Namun, lain hal nya dengan masalah kali ini. Yang Fikar
anggap ia harus memberitahukan kebenaran nya. Karena ini sudah menyangkut
dengan keutuhan rumah tangga seseorang. Fikar mengetahui dari dokter yang
memeriksa tentang obat yang dibawanya itu, jika seseorang meminumnya dalam
dosis yang amata sangat tinggi. Maka wanita tersebut akan sulit untuk memiliki
anak, karena obat itu berdampak sangat besar terhadap rahim wanita yang meminum
nya.
Maka dari itu ia memutuska untuk memberitahukan hal itu
kepada Rafka. Karena ia yakin kepulangan Rafka yang mundur seminggu dari jadwal
karena masalah Annisa yang tiba-tiba saja pingsan waktu itu, dan Fikar yakin sekali
itu semua terjadi karena reaksi obat yang diberikan Maya kedalam air yang
diminum Annisa.
“ Meskipun aku sedikit kecewa kepadamu karena tidak
memberitahukan ku tentang Maya yang menarik jilbab Nisa secara paksa itu.
Namun, aku mengucapkan terimakasih yang sebesar-besarnya kepadamu karena telah
mau meluangkan waktumu untuk menyelidiki tentang ini semua sekaligus
mendapatkan bukti nya.” Ucap Rafka panjang lebar.
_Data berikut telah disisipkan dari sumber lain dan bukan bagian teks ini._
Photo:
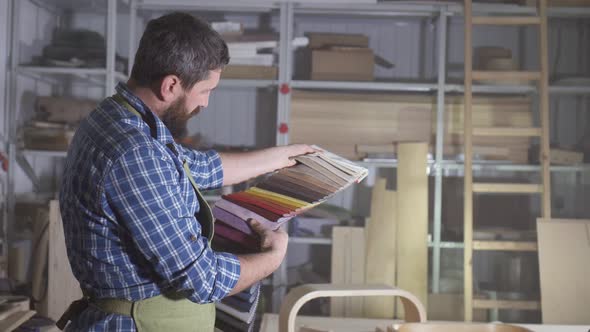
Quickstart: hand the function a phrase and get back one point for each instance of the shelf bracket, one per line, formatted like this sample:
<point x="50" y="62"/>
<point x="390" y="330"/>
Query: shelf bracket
<point x="26" y="167"/>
“ Sama-sama Tuan. Sudah seharusnya saya memberitahukan hal
ini kepada anda. Karena saya telah mengetahuinya, terlebih lagi Maya yang ingin
mencelakai Nona Annisa. Maka akan sangat berdosa jika saya tidak memberitahukan
nya. Saya yakin jika saya memberutahukan hal ini kepaada Tuan, maka Tuan akan
bertindak tegas kepadanya.” Ujar Fikar.
“ Ya, kamu benar. Kali ini aku harus bersikap tegas dengan
Maya.” Kata Rafka. “ Baiklah, sekali aku ucapkan terimakasih yang banyak atas
bukti serta fakta yang kamu berikan untukku. Assalamu’alaikum.”
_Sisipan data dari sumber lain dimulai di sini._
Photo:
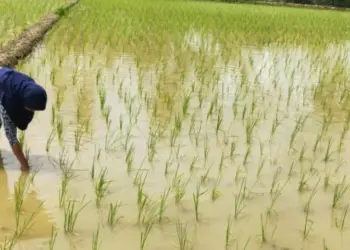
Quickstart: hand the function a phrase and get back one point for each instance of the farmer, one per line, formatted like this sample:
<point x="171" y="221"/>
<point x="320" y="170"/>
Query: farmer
<point x="20" y="96"/>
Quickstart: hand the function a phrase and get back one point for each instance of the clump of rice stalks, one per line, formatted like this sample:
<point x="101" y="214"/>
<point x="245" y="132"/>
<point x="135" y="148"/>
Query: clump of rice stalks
<point x="182" y="236"/>
<point x="265" y="237"/>
<point x="101" y="187"/>
<point x="339" y="191"/>
<point x="162" y="205"/>
<point x="240" y="200"/>
<point x="53" y="238"/>
<point x="8" y="244"/>
<point x="340" y="222"/>
<point x="196" y="197"/>
<point x="96" y="244"/>
<point x="228" y="235"/>
<point x="113" y="217"/>
<point x="71" y="213"/>
<point x="145" y="233"/>
<point x="179" y="185"/>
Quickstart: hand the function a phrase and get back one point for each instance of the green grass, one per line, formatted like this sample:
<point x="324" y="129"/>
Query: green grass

“ Sama-sama Tuan, wa’alaikum salam.”
Rafka kemudian menutup panggilan nya. Ia lalu menyandarkan kepalanya disandaran
sofa seraya merenungi tentang keraguan yang sempat terbesit didalam fikiran nya
dengan Annisa.
Ya tuhan, sungguh aku
sngat berdosa karena sempat meragukan tentang kesetiaan istriku sendiri.
Gumam nya.
***
Waktu telah menunjukkan pukul 09:30 Wib. Setelah selesai
Rafka diruang tengah. Setibanya disana, ia melihat sama sekali tak orang
disana.
Kemana Abang? Apa
mungkin Abang sudah kembali kekamar?
Annisa bertanya-tanya didalam hatinya.
Lalu setelah itu ia kemudian beralih melangkah menuju kearah
anak tangga untuk naik keatas dan menuju kearah kamarnya. Kini tak lama
kemudian Annisa akhinya tiba didepan pintu kamar mereka. Ia kemudian memegang
gagang pintu dan berniat membukanya. Namun, belum lagi sempat ia membukanya.
Tiba-tiba saja Rafka membuka pintu itu dari dalam sehingga membuat Annisa
terdorong masuk dan jatuh kedalam pelukan Rafka.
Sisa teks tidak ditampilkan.